Blogger Angela Piovesana walks through how Keith Pelley and his family fared in the flood.

Blogger Angela Piovesana walks through how Keith Pelley and his family fared in the flood

The community of Sunrise was one of the worst hit in High River, Alta. Even after much of the cleanup has been done, some in the community are still not allowed to inhabit their homes. (Jordan Verlage/Canadian Press)

High River residents Angela Piovesana and Amanda Pawlitzki will be blogging over the summer about their experiences during and after the floods that hit southern Alberta.

They'll tell stories of the recovery through the eyes of people who live there.

Keith Pelley told me in early June that he sat with his wife and happily watched their children play in their backyard, grateful for their marriage, their children and their beautiful home.

Life was good, says Pelley, but it didn't stay that way after floodwaters brought devastation to the entire community of High River on June 20. Here is his story.

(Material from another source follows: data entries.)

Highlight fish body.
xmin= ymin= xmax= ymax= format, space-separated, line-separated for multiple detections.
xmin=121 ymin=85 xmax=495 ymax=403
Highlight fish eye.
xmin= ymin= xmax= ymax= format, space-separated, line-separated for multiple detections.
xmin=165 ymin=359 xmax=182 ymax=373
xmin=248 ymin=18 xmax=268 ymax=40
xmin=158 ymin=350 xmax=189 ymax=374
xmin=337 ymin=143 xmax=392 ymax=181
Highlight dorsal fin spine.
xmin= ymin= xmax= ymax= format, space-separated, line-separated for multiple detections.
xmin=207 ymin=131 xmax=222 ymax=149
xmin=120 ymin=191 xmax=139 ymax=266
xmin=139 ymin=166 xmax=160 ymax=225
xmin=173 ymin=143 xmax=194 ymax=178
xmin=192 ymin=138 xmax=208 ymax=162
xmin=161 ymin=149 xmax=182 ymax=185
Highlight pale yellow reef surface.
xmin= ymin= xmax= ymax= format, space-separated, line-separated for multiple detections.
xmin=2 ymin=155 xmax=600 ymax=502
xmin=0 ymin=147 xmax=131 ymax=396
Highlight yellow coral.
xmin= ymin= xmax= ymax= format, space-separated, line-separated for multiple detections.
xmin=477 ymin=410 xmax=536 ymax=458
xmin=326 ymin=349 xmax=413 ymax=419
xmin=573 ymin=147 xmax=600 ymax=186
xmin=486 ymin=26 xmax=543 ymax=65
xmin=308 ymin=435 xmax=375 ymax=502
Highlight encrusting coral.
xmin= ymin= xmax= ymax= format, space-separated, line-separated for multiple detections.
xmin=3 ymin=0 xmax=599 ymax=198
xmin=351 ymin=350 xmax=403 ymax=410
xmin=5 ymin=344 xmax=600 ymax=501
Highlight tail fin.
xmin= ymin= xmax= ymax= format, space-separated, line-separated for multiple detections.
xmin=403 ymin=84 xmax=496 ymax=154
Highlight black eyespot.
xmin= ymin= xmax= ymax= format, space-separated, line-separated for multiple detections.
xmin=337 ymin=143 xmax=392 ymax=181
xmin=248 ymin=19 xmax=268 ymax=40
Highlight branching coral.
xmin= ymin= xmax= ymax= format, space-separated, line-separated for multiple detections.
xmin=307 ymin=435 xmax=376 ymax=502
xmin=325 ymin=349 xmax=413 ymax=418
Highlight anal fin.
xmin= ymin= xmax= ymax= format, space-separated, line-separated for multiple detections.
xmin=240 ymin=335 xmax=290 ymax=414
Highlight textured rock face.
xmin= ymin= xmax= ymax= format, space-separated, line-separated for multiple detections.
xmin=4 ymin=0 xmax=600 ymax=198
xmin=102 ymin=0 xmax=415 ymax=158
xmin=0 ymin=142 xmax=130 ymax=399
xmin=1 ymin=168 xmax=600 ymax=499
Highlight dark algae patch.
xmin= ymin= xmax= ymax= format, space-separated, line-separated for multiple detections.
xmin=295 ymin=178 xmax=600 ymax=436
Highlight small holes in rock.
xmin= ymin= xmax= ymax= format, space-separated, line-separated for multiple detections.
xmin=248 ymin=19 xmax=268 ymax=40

June 8: Pelley came home from a round of golf to a Harley-Davidson parked in his High River, Alta. garage — a surprise from his wife Denise. The father of a three-and-a-half-year-old girl and an 18-month-old boy, he had put that dream to bed.

June 15: Pelley offered to run the household errands. His Father’s Day gift had been insured the day before and he couldn’t wait to take it for a ride. He put 300 kilometres on his bike that weekend.

June 20: Pelley listened to the radio all morning. By noon, he and his two co-workers headed back into town. Sunrise, the community he lived in, was furthest from the river, but he feared for the homes of his co-workers.

By the time they reached town, streets were blocked off. By 5 p.m. MT, the evacuation order was being enforced for the entire town. His co-workers, who had left to purchase a change of clothes, were not allowed back in to meet up at Pelley’s as planned. By 7 p.m., town officials knocked on the family’s door. Obeying the order to evacuate the house immediately, the family packed their overnight bags and left.

July 11: They were allowed access to their home. Pelley used hip waders, gaining access through the back. His home, a four-level split, was flooded on two levels, water still standing on the second floor.

July 12: He began work on the garage, waiting to start on his basement until water could be pumped out. His new bike was now a casualty of the flood.

July 13: He started on the house. The bottom two floors had to be gutted, taken down to the studs and pressure washed for the drying out process to begin. 

July 19: Alberta Health Services began going door-to-door posting notices that their homes were "uninhabitable." Pelley asked the official to come in and have a look. The official picked up a tiny piece of concrete from the floor and said, "See, we just don’t know what is happening here."

Aug. 2: Pelley and his family are living in a house in Okotoks, Alta., that was generously offered to them by a friend. Their home has been sprayed for mold and has dried out completely. A new furnace and hot water tank are on the way — it’s a race against time before a cold night could cause pipes to freeze and burst. The family has registered with Tervita as instructed, but have yet to hear anything.

Aug. 3: The residents of Sunrise will gather for a meeting. A lawyer will be present to answer the one question that is on the mind of the community: What rights does a homeowner have to gain access and make decisions for the cleanup and restoration of their own homes?

Now, says Pelley, everytime he and his wife talk their three-year-old stops them, "Are you guys going to cry again?"

When I ask if they'll replace the bike, Pelley laughs.

"I think I have bigger priorities for that money right now."